Edição nº 59

Duas histórias de Natal
Humi quer ganhar sempre mais  |  Mogo e a festa sem sentido

Humi quer ganhar sempre mais

( adaptado de uma história enviada pela leitora Shirlei Massapust)

     Há muitos anos, vivia no Japão um jovem chamado Humi , que ganhava o seu sustento quebrando pedras. Embora forte e saudável, o rapaz não estava contente com seu destino, e queixava-se noite e dia.
     No dia de Natal, rezou com muita fé, e seu anjo da guarda terminou aparecendo.
     - Você tem saúde, e uma vida pela frente - disse o anjo. - Todos os jovens começam fazendo algo. Por vive reclamando?
     - Deus foi injusto comigo, e não me deu oportunidade de crescer - respondeu Humi.
     Preocupado, o anjo foi a presença do Senhor, pedindo ajuda para que seu protegido não terminasse perdendo sua alma.
     - Seja feita a tua vontade - disse o Senhor. - Como é Natal, tudo que Humi quiser lhe será concedido.
     No dia seguinte, Humi quebrava pedras quando viu passar uma carruagem levando um nobre, coberto de jóias. Passando as mãos pelo rosto suarento e sujo, Humi disse com amargura:
     - Por que não posso eu ser nobre também? Este é o meu destino!
     - Sê-lo-ás! - murmurou seu anjo, com imensa alegria.
     E Humi transformou-se no dono de um palácio suntuoso, muitas terras, cercado de servidores e cavalos. Costumava sair todos os dias com seu impressionante cortejo, e gostava de ver seus antigos companheiros alinhados à beira da rua, olhando-o com respeito.
     Numa destas tardes, o calor estava insuportável; mesmo debaixo de seu guarda-sol dourado, Humi transpirava como no tempo em que lascava pedras. Deu-se então conta de que não era tão importante assim: acima dele havia príncipes, imperadores, e ainda mais alto que estes estava o sol, que não obedecia a ninguém - pois era o verdadeiro rei.
      - Ah, anjo meu! Por que não posso ser o sol? Este deve ser meu destino! - lamentou-se Humi.
     - Pois sê-lo-ás! - exclamou o anjo, escondendo sua tristeza diante de tanta ambição.
     E Humi foi sol, como era seu desejo.
     Enquanto brilhava no céu, admirado com seu gigantesco poder de amadurecer as colheitas, ou queimá-las a seu bel-prazer, um ponto negro começou a avançar ao seu encontro.

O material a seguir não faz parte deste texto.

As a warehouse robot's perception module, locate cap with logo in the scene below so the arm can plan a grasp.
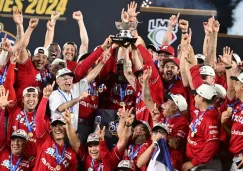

A mancha escura foi crescendo - e Humi reparou que era uma nuvem, estendendo-se a sua volta, e fazendo com que não mais pudesse ver a Terra.
     - Anjo! - gritou Humi- A nuvem é mais forte do que o sol! Meu destino é ser nuvem!
     - Sê-lo-ás! - respondeu o anjo.
     Humi foi transformado em nuvem, e achou que havia realizado o seu sonho.
     - Sou poderoso! - gritava, escurecendo o sol.
     - Sou invencível! - trovejava, perseguindo as ondas.
     Mas, na costa deserta do oceano erguia-se uma imensa rocha de granito, tão velha como o mundo. Humi achou que a rocha o desafiava, e desencadeou uma tempestade que o mundo nunca antes vira. As ondas, enormes e furiosas, golpeavam a rocha, tentando arrancá-la do solo e atirá-la no fundo do mar.
     Mas, firme e impassível, a rocha continuava no seu lugar.
     - Anjo! - soluçava Humi - a rocha é mais forte que a nuvem! Meu destino é ser uma rocha!
     E Humi transformou-se na rocha.
     - Quem poderá vencer-me agora? - perguntava a si mesmo. - Sou o mais poderoso do mundo!
     E assim se passaram vários anos, até que, certa manhã, Humi sentiu uma lancetada aguda em suas entranhas de pedra, seguida de uma dor profunda, como se uma parte de seu corpo de granito estivesse sendo dilacerada. Logo ouviu golpes surdos, insistentes, e novamente a dor gigantesca.
     Louco de espanto gritou:
     - Anjo, alguém está querendo me matar! Ele tem mais poder que eu, eu quero ser como ele!
     - E sê-lo-ás! - exclamou o anjo, chorando.
     E foi assim que Humi voltou a lascar pedras.